Investing in covered calls though is time consuming. With over 200,000 combinations of strike price, expiration, and underlying stocks, the task is daunting. Using a covered call screener to help narrow the field will save you time. But then what? How do you maintain your existing positions? When to roll and to what strike or expiration? That’s where having a modern covered call calculator comes into play - it will import current prices and compares the option you have already shorted with several alternatives, showing you the advantages and disadvantages of rolling. A good calculator will know the difference between the option bid and ask, rather than just use the last trade. Because when you need to buy back your short option the only guaranteed price you can expect is the asking price. Likewise, the only sure amount that you will receive for the new option you sell is the bid price. Using any other prices is a longshot. But if your calculator understands bid and ask prices then you will receive the prices you expect when you place your orders.

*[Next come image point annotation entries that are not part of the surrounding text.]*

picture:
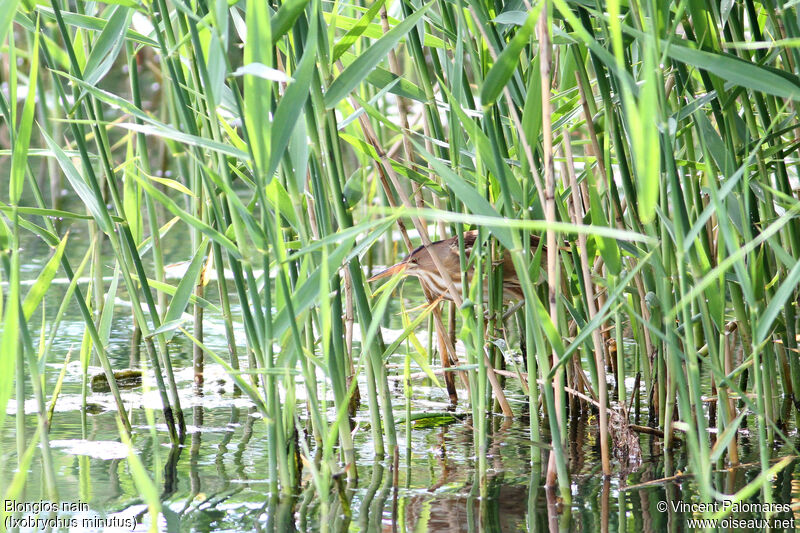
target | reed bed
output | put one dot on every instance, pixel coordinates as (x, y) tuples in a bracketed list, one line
[(651, 145)]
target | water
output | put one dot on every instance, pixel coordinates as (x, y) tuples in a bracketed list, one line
[(218, 480)]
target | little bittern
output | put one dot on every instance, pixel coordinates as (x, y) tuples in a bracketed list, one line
[(420, 264)]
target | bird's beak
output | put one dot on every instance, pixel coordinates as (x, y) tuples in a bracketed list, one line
[(391, 271)]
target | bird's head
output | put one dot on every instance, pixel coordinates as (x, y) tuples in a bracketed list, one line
[(415, 262)]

Using a calculator for covered calls will save you a ton of time and increase the accuracy of your return calculations. For starters, the calculator will know current market prices (perhaps 15-minute delayed, but still that's much better than end of day closing prices). Then throw in the knowledge between bid and ask prices, so that it calculates trades that you can actually execute in the real world. Lastly, it should know about ex-dividend dates and earnings release dates, and warn you if either occurs before the option expiration date. There is an open question about calculating covered call returns, though: Should you use the stock basis or the current net debit (stock price minus the option premium)? Most investors who buy stock specifically for the purpose of writing calls against it will choose the net debit method. And investors who own stock for the long haul and write out of the money covered calls will choose the stock basis method. It's really about personal preference; there is no right or wrong way. A good calculator will let you choose which method to use.